Victoria’s POV
The day my mother left me, I dread the day everyday of my life. I wish she didn’t leave us, I always prayed she is unhappy whenever she is, call me a bad daughter or a terrible human being but I wish she isn’t happy, I wish she is somewhere suffering for what she did to me and dad.
After she left, I spent most days hating her my thoughts were filled with nothing but pure hatred for her until one day I decided I have enough of that, she doesn’t deserve to be in my thoughts. I had a grave with her name on it.
I believe my mother died when she left us, she lost the right to be called my mother, if I am to see her today I don’t know if I would be happy or sad. I let out a breath, my eyes meet Kelvin who is sound asleep on the bed.
I took a quick shower and wore my clothes, it is a black dress, this is how I always dressed on the 17th, black is worn to honor the dead but I wear it honor her, I always visit the cemetery and drop flowers for that mother that loves me and not for the one that left me. I write Kelvin a letter before leaving so he won’t be worried.
When I got downstairs, a familiar face stopped me from leaving Dean.
“I don’t have time for this Dean.”
“What is wrong? Why are you wearing black?.” He asks.
“Dean please.” I didn’t want to speak to anyone, I know I will burst in tears if I do.
He didn’t leave, he was persistent.
“I’m coming with you.” He says and I nod.
“My mom left us today. It’s being six years since she left my father.” I whisper when we got into the car, I felt his hand on mine.
“I’m sorry, does Kelvin know?.”
“No! I will let him know when I come back.” I say and he nods.
The drive to the cemetery was quite just like way I liked it, Dean waited inside the car while I went in, I stood beside her grave. Her grace is near my grandmother’s her mother, she died a couple of years ago.
I thought when mom abandoned us, it would just be us but she never contacted gramma Alice, she never once tried to reach her mother even when gramma was very sick and wanted to meet her. I tried to find her but I couldn’t, it was like she didn’t want to be found.
She never came to say goodbyes to her mother, I still think she has no idea her mother is gone.
“Hello mom. I wish you were still here with me. I wish you didn’t leave.” A tear slips out my eyes. “I met someone, I know you would have loved him, I know how much she liked all those muscular men in movies, he is just like them but only better, he treats me like a princess, I think I am in love with him, I’m not even sure I know what love is. For a year I thought I loved Dalton but I didn’t, what I feel for Kelvin is nothing like what I felt for Dalton, it makes me wonder if I ever lived Dalton, maybe I just liked him a lot. I wish you were here you would have taught me what love is, I always saw it in your eyes whenever you tell the story of how you met Dad.”
I choked back a sob, a pair of warm hands wrapped around me.
Kelvin.
Dave told him, he came.
“You can do it.”
“I just want her to be back, I’m scared everyday. What if one day I find you and you don’t even want me then.” I cried.
I have had nightmares of the day I will find mom and she will tell me she never wanted me, I don’t think I will ever be able to take it.
“Only a fool won’t want you, you are perfect.” Kelvin whispers.
“I’m never coming here mom, I promise you.” I muttered against my breath.
“I want you to find her, I want to know her reason.” He evolves me in a hug, my head rested on his chest.
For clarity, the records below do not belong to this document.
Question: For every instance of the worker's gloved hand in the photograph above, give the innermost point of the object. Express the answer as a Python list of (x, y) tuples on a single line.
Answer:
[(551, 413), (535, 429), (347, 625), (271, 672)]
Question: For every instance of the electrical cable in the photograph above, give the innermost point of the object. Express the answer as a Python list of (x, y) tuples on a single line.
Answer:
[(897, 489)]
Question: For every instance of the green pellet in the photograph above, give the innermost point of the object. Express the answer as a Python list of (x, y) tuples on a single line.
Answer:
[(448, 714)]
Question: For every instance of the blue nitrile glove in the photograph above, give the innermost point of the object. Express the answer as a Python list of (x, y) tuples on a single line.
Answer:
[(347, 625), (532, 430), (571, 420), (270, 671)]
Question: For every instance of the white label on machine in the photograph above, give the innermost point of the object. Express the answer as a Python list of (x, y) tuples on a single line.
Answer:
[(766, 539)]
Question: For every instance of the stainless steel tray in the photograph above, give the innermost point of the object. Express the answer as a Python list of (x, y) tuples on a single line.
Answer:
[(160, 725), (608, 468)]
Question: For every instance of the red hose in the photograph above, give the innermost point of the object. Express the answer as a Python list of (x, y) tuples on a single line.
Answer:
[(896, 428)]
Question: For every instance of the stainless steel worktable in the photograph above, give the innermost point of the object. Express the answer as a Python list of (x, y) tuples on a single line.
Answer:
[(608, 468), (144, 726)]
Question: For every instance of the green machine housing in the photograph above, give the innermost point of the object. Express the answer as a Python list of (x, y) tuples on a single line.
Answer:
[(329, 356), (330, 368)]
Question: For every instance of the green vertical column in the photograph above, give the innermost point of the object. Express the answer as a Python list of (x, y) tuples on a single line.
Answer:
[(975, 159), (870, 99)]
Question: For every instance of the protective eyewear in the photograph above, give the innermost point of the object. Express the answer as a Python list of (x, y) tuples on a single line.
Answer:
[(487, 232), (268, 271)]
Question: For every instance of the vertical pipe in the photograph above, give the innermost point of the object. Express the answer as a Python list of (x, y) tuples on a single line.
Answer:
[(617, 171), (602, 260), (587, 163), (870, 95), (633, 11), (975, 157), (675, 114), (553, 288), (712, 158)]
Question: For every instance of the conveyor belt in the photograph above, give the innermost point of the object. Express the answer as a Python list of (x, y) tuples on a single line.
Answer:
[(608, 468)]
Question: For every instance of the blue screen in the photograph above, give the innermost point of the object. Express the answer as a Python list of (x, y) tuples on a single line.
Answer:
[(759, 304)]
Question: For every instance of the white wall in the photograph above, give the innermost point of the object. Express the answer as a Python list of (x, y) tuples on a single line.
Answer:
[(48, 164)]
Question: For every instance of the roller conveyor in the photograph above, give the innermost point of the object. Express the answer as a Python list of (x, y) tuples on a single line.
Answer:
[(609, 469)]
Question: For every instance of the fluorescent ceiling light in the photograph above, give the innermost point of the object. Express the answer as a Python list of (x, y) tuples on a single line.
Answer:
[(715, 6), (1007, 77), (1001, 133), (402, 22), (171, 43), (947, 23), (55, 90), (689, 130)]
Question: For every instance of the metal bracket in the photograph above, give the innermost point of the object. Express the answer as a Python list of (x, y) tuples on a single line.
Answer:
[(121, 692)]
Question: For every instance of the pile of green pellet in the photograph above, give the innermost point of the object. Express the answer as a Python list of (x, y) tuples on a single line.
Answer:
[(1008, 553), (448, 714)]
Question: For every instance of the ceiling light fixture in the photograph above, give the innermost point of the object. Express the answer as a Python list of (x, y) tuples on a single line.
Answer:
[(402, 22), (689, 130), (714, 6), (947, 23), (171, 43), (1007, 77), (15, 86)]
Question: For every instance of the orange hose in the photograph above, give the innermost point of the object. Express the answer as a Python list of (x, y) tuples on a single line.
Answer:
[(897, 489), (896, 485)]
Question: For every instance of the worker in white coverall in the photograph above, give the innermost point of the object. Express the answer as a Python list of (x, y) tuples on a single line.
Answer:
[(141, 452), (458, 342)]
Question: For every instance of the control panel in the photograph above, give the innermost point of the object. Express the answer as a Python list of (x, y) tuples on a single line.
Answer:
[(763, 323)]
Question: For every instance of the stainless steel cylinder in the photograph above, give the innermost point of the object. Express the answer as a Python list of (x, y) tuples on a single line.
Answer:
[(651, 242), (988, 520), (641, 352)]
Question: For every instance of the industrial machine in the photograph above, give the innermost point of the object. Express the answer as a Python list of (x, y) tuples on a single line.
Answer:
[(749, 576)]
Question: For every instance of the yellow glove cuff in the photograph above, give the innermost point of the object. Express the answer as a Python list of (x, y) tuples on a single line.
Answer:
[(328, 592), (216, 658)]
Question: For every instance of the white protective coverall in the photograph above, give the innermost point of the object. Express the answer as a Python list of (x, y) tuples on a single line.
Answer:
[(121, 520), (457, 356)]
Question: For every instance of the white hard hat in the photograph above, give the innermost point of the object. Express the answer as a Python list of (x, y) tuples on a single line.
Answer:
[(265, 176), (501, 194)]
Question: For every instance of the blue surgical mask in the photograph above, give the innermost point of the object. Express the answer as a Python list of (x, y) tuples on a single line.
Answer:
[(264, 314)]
My cheek tainted with my tears, every memory with her came flooding back, what if she has a new family and she is happier with them, since she left dad and I never knew the reason she left us we always thought it’s because of money.
“I will find her love, I promise.” He whispers before pressing his lips against mine to seal it.
I hold her his hand while he walked me out of the cemetery.
“I will have her here by tomorrow.”
“Are you sure?.”
“Do you doubt me love?.” He asks and I shake my head indicating a no.
“Take us to the diner.” He says to the driver and he nodes
Dean didn’t come with us, he had another car come to take him. I nuzzle further into his coat, I just want to hide myself from the world.
“No more crying.”
“I promise, we can meet your dad if you want.”
“No! We never spend time together on this day.”
“Maybe you should.”
He managed to convince me to visit my father, we got some food and drove to the hospital. I felt nauseous when I walked into the hospital, I don’t know if I can do this.
“You have come this far love.”
Fuck.
My hand shook when I swing open the door, he has been crying too.
“Daddy.” I whisper.
“Come here.” I run toward him like a child giving him a hug.
“It’s not your fault, it was never your fault.”
“I know.” He whispers, I wipe his tears.
We are never going to cry when we remember this day again, we are going to happy, we both deserve it.